I've never seen an embarrassed Asgard before. He looked down. Looked up. Took another drink. Looked down again.

"Thor, why can't I have jalapenos on my pizza?"

He finally looked me in the eye. "You spoke of the taste of licking of animals. I am afraid the peppers have a similar effect on your breath, O'Neill."

I couldn't believe it. "Are you telling me I have bad breath?" I tried to surreptitiously puff into my hand, taking a sniff.

Nothing.

He nodded. "I am. The smell lingers in my olfactory organ for several cycles."

"Sort of like zplotels in the mouth, then?" I smiled an evil smile. "And here I am with a particular hankering for jalapenos on my pizza."

Thor blinked.

My smile got more evil.

"Can we come to some arrangement? What will you require to change your mind, O'Neill?"

I made a show of thinking, standing and staring vaguely at the fireplace. "Um," I muttered, as if considering, "I'm not sure. I did have to give back the O'Neill II"

"General Hammond would not be happy to hear you have won another spacecraft."

I spun and gave my good grey buddy an incredulous and hurt look. "You'd tell him?"

"It may slip out when I am in discussions with the general and your President."

Thor had been spending way too much time with me.

I continued to look upset. "I'm hurt that you think so little of me, Commander Thor. I have no intention of asking for my spaceship back." I emphasised the word 'my' and watched him flinch a little.

He stood and came to stand beside me, his cool, bony hand reaching up to touch mine. "I apologise, Jack, it was wrong of me. You can have whatever you want on your pizza."

"Tell you what." I barely managed to stop myself from glancing hungrily towards his bag. "How about you pay for the pizzas? That way you can pick the toppings."

He looked puzzled. "I am agreeable, but how will I pay? I do not have Earth currency."

The bait was taken and I began to reel in the line.

"If you give me one of the items you won in the last game, I'll pay the delivery boy and we'll call it quits."

"Quits?"

"Even."

He nodded in understanding. "Ah, I comprehend." His long limbs snaked over to the bag, his body following. He bent and began to pull a variety of items from its interior. "Perhaps some of the chocolate bars?"

I shook my head, my mouth already watering. "The pie." It came out almost as a gasp and for a second I thought I'd ruined the whole thing when Thor's head came up and he gave me an appraising stare. Then he reached into the bag once again and pulled out the apple pie. It looked none the worse for its imprisonment with the beads, mirrors and blankets we younger races like to admire so much.

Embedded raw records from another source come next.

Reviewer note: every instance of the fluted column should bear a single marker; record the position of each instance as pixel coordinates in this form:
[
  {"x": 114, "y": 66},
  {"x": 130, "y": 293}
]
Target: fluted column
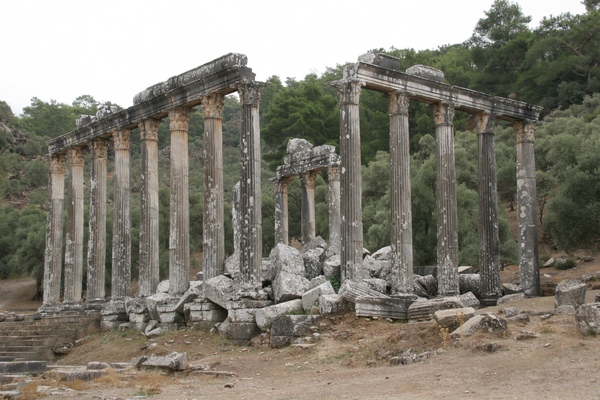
[
  {"x": 97, "y": 224},
  {"x": 308, "y": 230},
  {"x": 54, "y": 230},
  {"x": 74, "y": 237},
  {"x": 335, "y": 213},
  {"x": 489, "y": 237},
  {"x": 527, "y": 209},
  {"x": 149, "y": 267},
  {"x": 447, "y": 219},
  {"x": 121, "y": 250},
  {"x": 400, "y": 195},
  {"x": 213, "y": 221},
  {"x": 281, "y": 211},
  {"x": 179, "y": 236},
  {"x": 350, "y": 180},
  {"x": 250, "y": 190}
]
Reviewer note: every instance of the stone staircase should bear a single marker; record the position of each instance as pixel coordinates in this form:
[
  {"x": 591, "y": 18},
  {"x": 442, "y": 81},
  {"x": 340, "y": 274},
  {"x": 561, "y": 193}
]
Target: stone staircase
[{"x": 37, "y": 336}]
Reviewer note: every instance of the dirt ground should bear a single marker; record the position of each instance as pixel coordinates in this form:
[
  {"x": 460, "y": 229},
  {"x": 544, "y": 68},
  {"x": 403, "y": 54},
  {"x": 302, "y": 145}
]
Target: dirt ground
[{"x": 349, "y": 360}]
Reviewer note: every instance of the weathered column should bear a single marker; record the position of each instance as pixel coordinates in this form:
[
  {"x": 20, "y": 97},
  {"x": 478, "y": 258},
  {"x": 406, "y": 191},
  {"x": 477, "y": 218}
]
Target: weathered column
[
  {"x": 250, "y": 190},
  {"x": 74, "y": 237},
  {"x": 350, "y": 180},
  {"x": 527, "y": 209},
  {"x": 121, "y": 250},
  {"x": 281, "y": 211},
  {"x": 307, "y": 227},
  {"x": 489, "y": 237},
  {"x": 149, "y": 267},
  {"x": 335, "y": 213},
  {"x": 97, "y": 224},
  {"x": 179, "y": 236},
  {"x": 213, "y": 221},
  {"x": 54, "y": 230},
  {"x": 447, "y": 219},
  {"x": 400, "y": 195}
]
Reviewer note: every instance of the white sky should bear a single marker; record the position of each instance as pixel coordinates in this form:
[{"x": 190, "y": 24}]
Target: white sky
[{"x": 113, "y": 49}]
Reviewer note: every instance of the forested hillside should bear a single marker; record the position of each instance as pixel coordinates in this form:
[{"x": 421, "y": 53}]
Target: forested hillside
[{"x": 555, "y": 65}]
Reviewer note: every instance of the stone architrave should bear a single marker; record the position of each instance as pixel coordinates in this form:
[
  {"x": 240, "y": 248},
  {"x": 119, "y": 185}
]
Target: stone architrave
[
  {"x": 400, "y": 195},
  {"x": 121, "y": 250},
  {"x": 447, "y": 218},
  {"x": 489, "y": 238},
  {"x": 97, "y": 224},
  {"x": 350, "y": 180},
  {"x": 281, "y": 211},
  {"x": 250, "y": 190},
  {"x": 308, "y": 206},
  {"x": 148, "y": 274},
  {"x": 73, "y": 279},
  {"x": 179, "y": 234},
  {"x": 529, "y": 267},
  {"x": 54, "y": 230},
  {"x": 335, "y": 216},
  {"x": 213, "y": 221}
]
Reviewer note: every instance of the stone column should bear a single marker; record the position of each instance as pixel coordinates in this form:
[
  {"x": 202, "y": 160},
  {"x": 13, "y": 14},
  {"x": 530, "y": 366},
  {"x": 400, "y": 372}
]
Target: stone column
[
  {"x": 250, "y": 190},
  {"x": 281, "y": 211},
  {"x": 308, "y": 230},
  {"x": 335, "y": 214},
  {"x": 489, "y": 237},
  {"x": 121, "y": 250},
  {"x": 213, "y": 221},
  {"x": 527, "y": 209},
  {"x": 54, "y": 230},
  {"x": 447, "y": 219},
  {"x": 400, "y": 195},
  {"x": 149, "y": 268},
  {"x": 351, "y": 180},
  {"x": 97, "y": 224},
  {"x": 179, "y": 236},
  {"x": 74, "y": 237}
]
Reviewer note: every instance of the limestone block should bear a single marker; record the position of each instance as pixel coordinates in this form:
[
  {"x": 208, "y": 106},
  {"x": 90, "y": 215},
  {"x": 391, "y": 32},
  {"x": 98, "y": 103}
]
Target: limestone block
[
  {"x": 287, "y": 259},
  {"x": 587, "y": 319},
  {"x": 469, "y": 283},
  {"x": 310, "y": 298},
  {"x": 264, "y": 316},
  {"x": 153, "y": 301},
  {"x": 293, "y": 325},
  {"x": 288, "y": 286},
  {"x": 332, "y": 304},
  {"x": 453, "y": 318},
  {"x": 570, "y": 292},
  {"x": 487, "y": 322},
  {"x": 220, "y": 290}
]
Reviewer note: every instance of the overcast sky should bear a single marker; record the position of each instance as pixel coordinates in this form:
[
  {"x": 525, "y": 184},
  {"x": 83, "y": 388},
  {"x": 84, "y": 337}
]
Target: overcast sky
[{"x": 112, "y": 49}]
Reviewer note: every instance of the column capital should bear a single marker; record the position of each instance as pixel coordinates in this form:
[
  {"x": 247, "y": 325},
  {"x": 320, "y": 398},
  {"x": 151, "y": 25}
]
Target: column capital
[
  {"x": 212, "y": 106},
  {"x": 149, "y": 129},
  {"x": 349, "y": 90},
  {"x": 99, "y": 147},
  {"x": 57, "y": 164},
  {"x": 76, "y": 156},
  {"x": 121, "y": 139},
  {"x": 179, "y": 118},
  {"x": 443, "y": 113},
  {"x": 399, "y": 102},
  {"x": 525, "y": 130},
  {"x": 250, "y": 92}
]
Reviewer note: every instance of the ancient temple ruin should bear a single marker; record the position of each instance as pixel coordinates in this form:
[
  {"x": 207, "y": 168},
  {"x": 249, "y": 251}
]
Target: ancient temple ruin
[{"x": 286, "y": 274}]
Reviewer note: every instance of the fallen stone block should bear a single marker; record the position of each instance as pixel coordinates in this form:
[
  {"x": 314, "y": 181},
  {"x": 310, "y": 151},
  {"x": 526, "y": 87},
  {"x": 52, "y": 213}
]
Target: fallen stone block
[
  {"x": 453, "y": 318},
  {"x": 570, "y": 292},
  {"x": 310, "y": 298},
  {"x": 587, "y": 319},
  {"x": 264, "y": 316}
]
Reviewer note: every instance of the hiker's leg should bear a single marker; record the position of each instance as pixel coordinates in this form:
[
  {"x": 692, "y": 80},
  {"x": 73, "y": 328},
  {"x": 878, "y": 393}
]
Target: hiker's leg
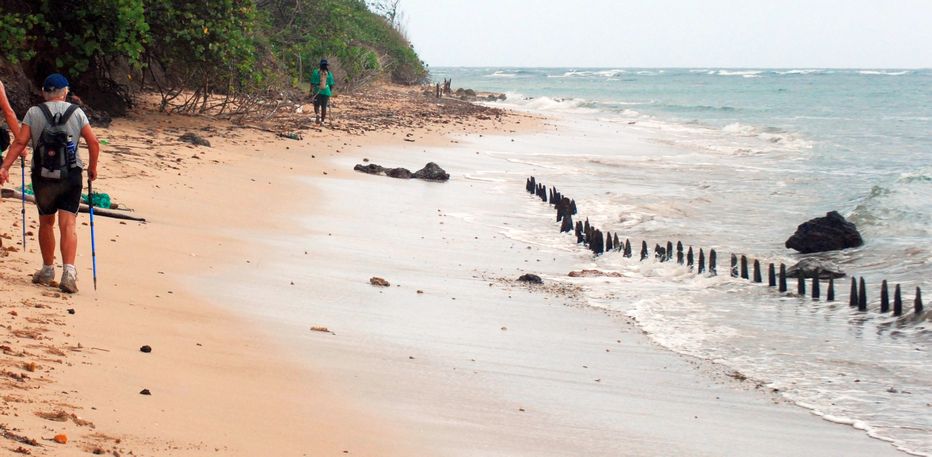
[
  {"x": 47, "y": 239},
  {"x": 69, "y": 237}
]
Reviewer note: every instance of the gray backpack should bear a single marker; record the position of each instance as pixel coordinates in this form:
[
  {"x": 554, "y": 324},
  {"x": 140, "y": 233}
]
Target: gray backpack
[{"x": 57, "y": 150}]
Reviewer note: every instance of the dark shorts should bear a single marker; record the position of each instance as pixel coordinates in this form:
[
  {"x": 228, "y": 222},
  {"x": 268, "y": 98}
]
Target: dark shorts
[
  {"x": 322, "y": 100},
  {"x": 53, "y": 195}
]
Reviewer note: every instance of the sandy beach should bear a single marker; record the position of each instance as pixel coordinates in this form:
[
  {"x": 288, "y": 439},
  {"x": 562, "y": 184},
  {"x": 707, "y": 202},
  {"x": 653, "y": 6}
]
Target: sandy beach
[{"x": 255, "y": 240}]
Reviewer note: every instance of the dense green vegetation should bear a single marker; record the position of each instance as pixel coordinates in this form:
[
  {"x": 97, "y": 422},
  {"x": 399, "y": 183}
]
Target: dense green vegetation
[{"x": 194, "y": 51}]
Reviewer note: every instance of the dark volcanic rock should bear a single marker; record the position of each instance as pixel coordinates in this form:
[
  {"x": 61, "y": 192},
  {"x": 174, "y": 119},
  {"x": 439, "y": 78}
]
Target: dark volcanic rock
[
  {"x": 809, "y": 267},
  {"x": 432, "y": 172},
  {"x": 533, "y": 279},
  {"x": 194, "y": 139},
  {"x": 400, "y": 173},
  {"x": 825, "y": 234}
]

I took it from his hands, hurrying it into the kitchen before he could change his mind, allowing myself a broad grin as soon as I was out of his sight.

His voice drifted in from the living room. "I have decided on the type of pizza I wish you to order for us, O'Neill."

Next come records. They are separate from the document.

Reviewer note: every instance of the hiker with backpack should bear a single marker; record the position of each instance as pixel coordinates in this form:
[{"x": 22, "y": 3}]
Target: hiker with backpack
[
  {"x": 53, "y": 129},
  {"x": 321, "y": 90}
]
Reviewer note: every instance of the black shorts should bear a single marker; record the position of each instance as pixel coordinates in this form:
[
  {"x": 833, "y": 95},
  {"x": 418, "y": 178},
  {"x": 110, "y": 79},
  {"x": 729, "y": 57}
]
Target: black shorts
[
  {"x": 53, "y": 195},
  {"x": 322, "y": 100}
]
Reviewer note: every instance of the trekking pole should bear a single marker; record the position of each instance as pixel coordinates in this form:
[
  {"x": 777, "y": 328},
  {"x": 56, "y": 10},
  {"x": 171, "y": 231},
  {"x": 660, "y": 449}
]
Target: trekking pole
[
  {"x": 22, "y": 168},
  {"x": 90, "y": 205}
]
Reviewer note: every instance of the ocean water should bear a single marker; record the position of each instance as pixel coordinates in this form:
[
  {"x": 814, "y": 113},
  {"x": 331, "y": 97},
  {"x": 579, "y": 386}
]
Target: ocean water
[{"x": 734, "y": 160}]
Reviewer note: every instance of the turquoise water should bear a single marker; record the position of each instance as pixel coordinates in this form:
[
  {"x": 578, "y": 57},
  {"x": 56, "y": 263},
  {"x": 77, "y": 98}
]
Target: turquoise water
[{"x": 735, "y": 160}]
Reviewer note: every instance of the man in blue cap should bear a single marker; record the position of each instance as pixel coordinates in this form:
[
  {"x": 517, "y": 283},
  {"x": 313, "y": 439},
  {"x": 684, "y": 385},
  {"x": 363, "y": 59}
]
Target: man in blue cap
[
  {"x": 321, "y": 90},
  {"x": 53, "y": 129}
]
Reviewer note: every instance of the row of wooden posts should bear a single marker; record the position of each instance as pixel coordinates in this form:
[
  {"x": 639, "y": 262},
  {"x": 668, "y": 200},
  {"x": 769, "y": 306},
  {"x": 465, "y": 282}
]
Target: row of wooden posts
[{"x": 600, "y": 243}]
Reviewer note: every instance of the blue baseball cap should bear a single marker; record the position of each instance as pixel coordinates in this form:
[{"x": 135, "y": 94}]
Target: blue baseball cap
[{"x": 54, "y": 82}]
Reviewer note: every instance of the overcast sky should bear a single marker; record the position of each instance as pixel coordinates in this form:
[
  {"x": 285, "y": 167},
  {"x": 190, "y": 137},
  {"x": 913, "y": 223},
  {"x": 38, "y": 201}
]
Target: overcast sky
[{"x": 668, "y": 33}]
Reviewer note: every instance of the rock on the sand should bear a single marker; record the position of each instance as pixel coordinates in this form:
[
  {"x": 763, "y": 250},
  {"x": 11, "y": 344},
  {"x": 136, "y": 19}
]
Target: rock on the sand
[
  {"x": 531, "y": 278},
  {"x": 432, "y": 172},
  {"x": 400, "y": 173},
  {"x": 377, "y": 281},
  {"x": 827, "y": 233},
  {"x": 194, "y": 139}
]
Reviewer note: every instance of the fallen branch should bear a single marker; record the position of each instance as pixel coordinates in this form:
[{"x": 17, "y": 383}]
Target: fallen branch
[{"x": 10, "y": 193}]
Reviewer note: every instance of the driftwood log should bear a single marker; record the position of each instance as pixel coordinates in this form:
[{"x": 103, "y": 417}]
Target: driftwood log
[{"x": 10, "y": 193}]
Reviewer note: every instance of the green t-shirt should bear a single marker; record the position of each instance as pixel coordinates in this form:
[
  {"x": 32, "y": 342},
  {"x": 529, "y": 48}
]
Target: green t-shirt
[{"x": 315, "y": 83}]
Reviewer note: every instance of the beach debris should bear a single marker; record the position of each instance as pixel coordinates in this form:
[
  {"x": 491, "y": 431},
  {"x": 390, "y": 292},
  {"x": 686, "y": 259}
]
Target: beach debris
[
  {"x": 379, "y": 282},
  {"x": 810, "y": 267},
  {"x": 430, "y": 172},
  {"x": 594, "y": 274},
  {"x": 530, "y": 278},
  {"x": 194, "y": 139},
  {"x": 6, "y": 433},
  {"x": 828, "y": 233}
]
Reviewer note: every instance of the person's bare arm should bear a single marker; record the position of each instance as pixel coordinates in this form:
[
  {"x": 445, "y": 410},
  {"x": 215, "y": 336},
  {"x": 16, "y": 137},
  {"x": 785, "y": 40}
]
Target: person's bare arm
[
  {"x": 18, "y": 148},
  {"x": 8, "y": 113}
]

I was still smiling as I pulled a beer from the fridge and headed back into the next room. I carefully negotiated the couple of steps down to the living room, making sure not to jar my still slightly tender knee and headed for the phone.

"What will it be, Buddy?"

"A pineapple and anchovy pizza, with an extra topping of tofu."

I swear he was smirking.

I groaned, not quite sure who had won that round.

These poker nights of ours were getting more interesting by the week.